I made a morning stop in Alviso and had good looks at one of the two Ruffs along the train tracks. I saw the bird at a distance in the second pond and eventually something startled it and it flew toward me and landed quite close. Eventually it flew toward the corner by the main road and foraged for a while there, only to reappear a few
minutes later in the first pond north of the tracks where most people have seen it. While other birders reported two individuals this morning, I believe I was looking at the same individual three times. It was not the individual with the limp, in other words and the coloration was the same. I continued looking for a while, but never
did see the second bird.
Back at the EEC another birder and I had two Willow Flycatchers and several dozen Vaux's Swifts as well as a few White-throated Swifts. The trees by the channel had several Yellow Warbler and two Orange-crowned Warbler. Vaux's Swifts were positively swirling by the hundreds over by the marina, and I'd like to say I saw a Chimney among them... but they just move so darn fast I was lucky to get any in my binocs! Swallows were also staging on the wires along the road in large, generally segregated groups of Barn and Violet-green. A handful of Trees were among them, but they were clearly out numbered. Other people have reported Bank and Northern Rough-winged in this flock, but I did not see any for sure. Loggerhead Shrikes were seen both at State and Spreckles and by the marina.
I also went to Charleston Marsh (across from 1225 Charleston Road off of Shoreline Blvd). As I got out of my car I heard a very loud "chick!" call, reminiscent of a California Towhee, but more liquid. It had none of the rough static shock quality of a Common Yellowthroat which were calling from the same area. This was much louder and very different. My immediate thought was that it might be a Waterthrush. A moment or two I located the source of the sound in the reeds near par course marker #2. It was a indeed a Waterthrush, presumably Northern Waterthrush. As soon as I got my glasses on it however, it moved into deep cover near marker #4 and I could not coax it out. This was the same area the bird was seen last fall/winter so perhaps it is the same individual...

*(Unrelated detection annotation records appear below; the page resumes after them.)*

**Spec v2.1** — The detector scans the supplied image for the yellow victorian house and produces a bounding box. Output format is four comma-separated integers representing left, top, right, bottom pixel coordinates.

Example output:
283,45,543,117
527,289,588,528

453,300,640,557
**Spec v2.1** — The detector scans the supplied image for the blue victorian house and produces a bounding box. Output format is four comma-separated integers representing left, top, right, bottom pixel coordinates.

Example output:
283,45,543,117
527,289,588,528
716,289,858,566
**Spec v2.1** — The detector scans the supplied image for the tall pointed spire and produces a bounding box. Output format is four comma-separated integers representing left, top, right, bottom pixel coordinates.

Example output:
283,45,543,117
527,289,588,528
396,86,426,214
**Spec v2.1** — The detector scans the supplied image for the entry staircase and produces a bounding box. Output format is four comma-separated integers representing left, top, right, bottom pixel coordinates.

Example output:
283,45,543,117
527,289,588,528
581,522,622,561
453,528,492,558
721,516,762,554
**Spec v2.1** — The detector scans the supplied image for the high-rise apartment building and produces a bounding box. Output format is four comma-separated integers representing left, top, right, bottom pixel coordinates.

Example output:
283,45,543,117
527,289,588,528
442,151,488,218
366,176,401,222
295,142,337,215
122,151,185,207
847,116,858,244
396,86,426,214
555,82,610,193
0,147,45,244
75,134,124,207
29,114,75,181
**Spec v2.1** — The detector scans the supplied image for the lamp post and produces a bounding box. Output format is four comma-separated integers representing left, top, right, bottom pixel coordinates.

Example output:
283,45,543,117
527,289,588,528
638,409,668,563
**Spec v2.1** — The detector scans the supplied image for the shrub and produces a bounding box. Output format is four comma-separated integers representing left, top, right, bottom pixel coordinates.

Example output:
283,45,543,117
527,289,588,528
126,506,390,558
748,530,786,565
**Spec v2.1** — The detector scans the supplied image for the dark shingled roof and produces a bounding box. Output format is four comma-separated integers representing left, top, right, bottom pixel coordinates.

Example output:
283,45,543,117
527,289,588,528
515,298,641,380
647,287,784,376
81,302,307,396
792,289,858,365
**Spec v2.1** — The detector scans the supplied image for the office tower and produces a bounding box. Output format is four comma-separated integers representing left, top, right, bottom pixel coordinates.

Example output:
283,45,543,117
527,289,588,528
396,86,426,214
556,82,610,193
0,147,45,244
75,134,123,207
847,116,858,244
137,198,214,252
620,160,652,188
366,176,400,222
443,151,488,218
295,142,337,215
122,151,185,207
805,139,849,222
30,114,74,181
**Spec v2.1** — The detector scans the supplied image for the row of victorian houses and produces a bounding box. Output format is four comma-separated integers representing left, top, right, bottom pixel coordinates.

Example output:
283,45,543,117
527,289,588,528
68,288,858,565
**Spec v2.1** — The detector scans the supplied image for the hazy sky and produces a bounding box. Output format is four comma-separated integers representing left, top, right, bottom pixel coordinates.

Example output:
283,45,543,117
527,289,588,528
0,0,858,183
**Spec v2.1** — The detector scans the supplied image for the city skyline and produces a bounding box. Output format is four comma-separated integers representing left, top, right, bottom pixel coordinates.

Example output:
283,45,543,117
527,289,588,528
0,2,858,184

Kelly and I met Leonie along Gazos Creek Road this morning and she told us then about the Yellow-breasted Chat she had just seen. We went looking for it after lunch but could not refind it. We did however find a Spotted Sandpiper and 4 Baird's Sandpipers at the lagoon, as well as 5 Semipalmpated Plovers and a Red-necked Phalarope. A Swainson's Thrush was briefly visible in the underbrush. Many Elegant Terns were flying off shore and a Caspian Tern was bathing along side Heerman's, California and Western Gulls. Gazos Creek Road was fairly quiet with only a handful of Townsend's, Yellow and Wilson's Warblers . Several Warbling Vireos were present, and near the bridge at Cloverdale Road we spotted a dull MacGillivray's Warbler and a House Wren.